Councilwoman Barbary Bry is pleased with the reaction her mayoral campaign received Tuesday when it warned that Wall Street shills and Sacramento politicians were “coming for our homes.”
On Wednesday, after our story on how her comments kicked the mayoral race into overdrive, she doubled down on the framing.
“We struck a nerve. This is why I did it,” she wrote. If state laws force cities to let developers build apartments in neighborhoods that are currently filled with single-family homes, she said, “land speculators will make a killing at the expense of residents.”
It’s early in the mayoral race, but Bry has now deliberately drawn a clear distinction between her and her primary opponent, Assemblyman Todd Gloria.
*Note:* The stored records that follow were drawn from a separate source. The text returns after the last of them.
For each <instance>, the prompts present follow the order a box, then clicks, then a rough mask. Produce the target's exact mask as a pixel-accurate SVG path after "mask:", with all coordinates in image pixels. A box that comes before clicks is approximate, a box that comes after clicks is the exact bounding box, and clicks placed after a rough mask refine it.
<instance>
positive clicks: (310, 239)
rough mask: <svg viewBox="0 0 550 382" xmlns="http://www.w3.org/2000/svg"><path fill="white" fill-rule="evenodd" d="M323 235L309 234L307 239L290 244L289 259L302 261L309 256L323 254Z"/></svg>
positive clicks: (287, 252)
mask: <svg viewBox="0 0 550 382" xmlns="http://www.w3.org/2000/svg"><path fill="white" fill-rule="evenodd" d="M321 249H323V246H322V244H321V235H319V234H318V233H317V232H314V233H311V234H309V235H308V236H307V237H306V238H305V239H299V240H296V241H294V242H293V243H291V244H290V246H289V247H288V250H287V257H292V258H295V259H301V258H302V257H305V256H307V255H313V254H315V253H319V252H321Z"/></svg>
Community activist Tasha Williamson is also running, and Councilman Mark Kersey is expected to enter the race soon.
Bry has pegged her candidacy to the concerns of residents who oppose increased development as a response to the city’s housing costs. Unless something changes, that could mean the race becomes something of a referendum on those policies, proposed both from Sacramento and by the current mayor. The same happened in San Francisco’s mayoral race last year.
SoCal Grocery Workers Authorize Strike
Members of the United Food and Commercial Workers authorized a work stoppage this week, making a strike across Southern California possible if the union doesn’t agree to a new contract with representatives from Albertsons, Ralphs and Vons, according to City News Service.
The next bargaining sessions won’t occur until mid-July.
Tuesday’s story on a campaign email sent by mayoral candidate Barbara Bry included provisions from a piece of state legislation, SB 330, that were recently removed in committee.
Wednesday’s story on San Diego Unified’s efforts to respond to a state report that found deficiencies in its English-learner program misstated the difference between San Diego Unified’s English-learner graduation rate and the state’s English-learner graduation rate. The district’s rate is two points lower than the state’s.
Correction: An earlier version of this post mischaracterized a Board of Supervisors vote. The board voted for a $23.8 million expansion of mental health services.